How to Install Docker on Linux and Run Your First Container

Absolutely!

The containers themselves are ephemeral. Every time you start up that container, either with the docker run command or from a Dockerfile and the line FROM, you get the exact same result each time. The closest analogy would be like a base image for a VM.

So, if I wanted a basic web server like Apache, I can do docker run httpd or I can put FROM httpd in a Dockerfile, and I can be guaranteed that, on any machine using Docker, I get the same image. So backing up the container itself just isn’t necessary.

Your configs and your data are not ephemeral.

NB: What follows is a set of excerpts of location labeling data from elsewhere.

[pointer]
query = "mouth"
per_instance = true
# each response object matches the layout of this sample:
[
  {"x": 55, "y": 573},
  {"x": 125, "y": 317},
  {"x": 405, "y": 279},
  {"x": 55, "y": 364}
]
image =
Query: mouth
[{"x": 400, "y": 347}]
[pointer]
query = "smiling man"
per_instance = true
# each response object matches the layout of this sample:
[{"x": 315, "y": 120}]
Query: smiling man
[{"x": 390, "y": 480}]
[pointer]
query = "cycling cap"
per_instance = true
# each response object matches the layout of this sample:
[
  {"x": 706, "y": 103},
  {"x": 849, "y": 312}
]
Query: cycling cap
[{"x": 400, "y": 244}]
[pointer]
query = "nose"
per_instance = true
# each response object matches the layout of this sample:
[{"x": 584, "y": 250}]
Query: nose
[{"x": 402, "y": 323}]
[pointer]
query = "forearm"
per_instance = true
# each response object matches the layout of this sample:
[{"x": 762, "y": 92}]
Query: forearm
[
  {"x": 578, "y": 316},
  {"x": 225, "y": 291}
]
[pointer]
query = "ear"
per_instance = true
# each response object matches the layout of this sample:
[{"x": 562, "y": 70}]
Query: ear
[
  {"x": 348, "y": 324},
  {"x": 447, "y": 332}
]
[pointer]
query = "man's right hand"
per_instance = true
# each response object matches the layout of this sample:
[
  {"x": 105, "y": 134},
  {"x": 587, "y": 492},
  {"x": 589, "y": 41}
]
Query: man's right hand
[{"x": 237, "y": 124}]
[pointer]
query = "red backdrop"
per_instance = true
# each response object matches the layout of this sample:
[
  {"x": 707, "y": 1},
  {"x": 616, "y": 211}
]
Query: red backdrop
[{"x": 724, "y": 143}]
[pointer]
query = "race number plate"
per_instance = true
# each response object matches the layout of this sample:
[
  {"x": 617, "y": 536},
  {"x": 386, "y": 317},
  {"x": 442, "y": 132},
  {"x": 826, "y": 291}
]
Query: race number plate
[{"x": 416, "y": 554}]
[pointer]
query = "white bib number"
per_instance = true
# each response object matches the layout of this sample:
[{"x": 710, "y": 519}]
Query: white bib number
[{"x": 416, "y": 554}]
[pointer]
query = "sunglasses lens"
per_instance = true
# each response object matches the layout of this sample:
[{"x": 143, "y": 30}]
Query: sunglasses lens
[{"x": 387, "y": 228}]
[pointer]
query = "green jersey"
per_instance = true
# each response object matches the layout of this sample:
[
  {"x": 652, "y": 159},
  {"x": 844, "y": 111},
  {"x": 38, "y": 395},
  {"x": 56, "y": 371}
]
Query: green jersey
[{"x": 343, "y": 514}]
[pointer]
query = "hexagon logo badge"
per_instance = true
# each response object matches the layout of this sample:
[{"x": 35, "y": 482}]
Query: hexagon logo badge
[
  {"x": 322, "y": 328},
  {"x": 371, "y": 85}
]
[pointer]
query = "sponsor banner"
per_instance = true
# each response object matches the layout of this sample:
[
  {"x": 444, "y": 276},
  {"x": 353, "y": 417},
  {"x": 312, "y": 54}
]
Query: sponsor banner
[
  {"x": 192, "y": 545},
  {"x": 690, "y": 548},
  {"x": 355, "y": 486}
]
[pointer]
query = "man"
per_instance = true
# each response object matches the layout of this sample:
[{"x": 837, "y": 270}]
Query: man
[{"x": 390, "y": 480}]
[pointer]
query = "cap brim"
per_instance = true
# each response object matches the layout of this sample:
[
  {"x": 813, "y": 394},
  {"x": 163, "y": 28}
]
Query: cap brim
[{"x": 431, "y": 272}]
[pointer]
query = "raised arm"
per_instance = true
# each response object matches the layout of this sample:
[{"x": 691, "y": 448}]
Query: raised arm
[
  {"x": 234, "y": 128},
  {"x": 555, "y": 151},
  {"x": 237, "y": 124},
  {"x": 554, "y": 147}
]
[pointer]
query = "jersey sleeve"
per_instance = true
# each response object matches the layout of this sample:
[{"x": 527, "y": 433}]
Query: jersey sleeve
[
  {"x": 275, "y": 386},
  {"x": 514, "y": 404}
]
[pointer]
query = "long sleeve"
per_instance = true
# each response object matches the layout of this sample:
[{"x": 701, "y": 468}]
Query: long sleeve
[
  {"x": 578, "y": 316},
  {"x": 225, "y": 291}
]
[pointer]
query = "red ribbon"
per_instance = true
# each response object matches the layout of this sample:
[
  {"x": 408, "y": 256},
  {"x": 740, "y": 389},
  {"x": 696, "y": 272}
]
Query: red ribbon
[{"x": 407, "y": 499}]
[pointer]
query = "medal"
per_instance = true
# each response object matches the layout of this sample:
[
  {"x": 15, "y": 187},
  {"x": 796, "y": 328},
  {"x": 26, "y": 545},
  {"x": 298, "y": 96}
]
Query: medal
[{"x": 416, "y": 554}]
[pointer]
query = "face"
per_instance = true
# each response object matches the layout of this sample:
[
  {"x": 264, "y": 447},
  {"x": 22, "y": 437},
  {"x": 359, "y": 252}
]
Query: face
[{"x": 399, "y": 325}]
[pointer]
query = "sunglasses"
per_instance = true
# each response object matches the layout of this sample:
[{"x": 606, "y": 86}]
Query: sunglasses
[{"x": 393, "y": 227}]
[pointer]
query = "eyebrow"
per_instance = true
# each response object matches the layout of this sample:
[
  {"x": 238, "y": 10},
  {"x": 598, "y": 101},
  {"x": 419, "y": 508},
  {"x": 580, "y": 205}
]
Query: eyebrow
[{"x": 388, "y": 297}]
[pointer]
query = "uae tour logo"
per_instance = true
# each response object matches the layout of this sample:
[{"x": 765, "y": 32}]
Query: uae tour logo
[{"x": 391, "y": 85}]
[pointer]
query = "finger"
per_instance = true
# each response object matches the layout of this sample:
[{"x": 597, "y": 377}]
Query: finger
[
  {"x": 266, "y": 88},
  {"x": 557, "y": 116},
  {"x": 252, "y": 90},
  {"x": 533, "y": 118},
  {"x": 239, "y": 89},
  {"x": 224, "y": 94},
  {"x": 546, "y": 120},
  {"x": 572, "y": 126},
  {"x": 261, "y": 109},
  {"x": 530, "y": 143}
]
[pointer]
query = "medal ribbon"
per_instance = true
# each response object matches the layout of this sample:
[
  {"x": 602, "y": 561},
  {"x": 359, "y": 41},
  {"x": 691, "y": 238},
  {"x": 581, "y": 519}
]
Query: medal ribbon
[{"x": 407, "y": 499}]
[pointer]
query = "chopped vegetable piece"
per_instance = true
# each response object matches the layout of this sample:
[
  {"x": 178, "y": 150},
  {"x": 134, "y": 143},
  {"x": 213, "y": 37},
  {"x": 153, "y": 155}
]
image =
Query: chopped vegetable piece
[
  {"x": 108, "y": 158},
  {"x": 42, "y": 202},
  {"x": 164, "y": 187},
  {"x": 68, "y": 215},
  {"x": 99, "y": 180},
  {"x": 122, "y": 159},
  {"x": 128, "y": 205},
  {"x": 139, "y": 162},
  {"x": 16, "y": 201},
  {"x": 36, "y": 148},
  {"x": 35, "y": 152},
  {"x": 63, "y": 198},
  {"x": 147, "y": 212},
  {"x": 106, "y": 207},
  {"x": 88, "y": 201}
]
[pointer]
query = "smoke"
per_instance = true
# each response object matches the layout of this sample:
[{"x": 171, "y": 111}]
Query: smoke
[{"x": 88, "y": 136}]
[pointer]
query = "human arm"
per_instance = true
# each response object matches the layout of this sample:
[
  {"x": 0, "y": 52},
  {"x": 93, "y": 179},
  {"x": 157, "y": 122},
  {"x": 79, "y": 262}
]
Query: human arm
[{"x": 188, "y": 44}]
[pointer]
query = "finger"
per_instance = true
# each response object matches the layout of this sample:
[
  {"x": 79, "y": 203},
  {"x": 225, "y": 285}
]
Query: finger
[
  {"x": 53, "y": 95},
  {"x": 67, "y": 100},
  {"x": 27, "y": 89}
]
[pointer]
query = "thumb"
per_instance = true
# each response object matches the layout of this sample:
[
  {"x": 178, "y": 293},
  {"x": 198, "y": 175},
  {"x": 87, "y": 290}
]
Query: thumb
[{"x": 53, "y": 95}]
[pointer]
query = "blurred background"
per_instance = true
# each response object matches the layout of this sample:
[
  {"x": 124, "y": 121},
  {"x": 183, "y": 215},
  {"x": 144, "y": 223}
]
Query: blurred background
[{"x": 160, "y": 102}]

They need to persist across container instances and across container hosts:

  • Configs: Any file that alters the behavior of the container instance. Examples would be your Dockerfile, the httpd.conf file for a web server, the www.conf file for a php-cgi/php-fpm container, etc.
  • Data: Your code you need the application inside the container instance to run, the database and its tables (maybe a .sqlite file or maybe a volume that stores all of Postgres’ or MariaDB’s files)

You mount (read attach) your configs and data to the container instance, that way they persist. And anything you would mount or attach becomes your backup material.

I’m probably over-simplifying some terminology, so someone with more technical knowledge about containers can correct me on the definitions, but hopefully this makes some sense!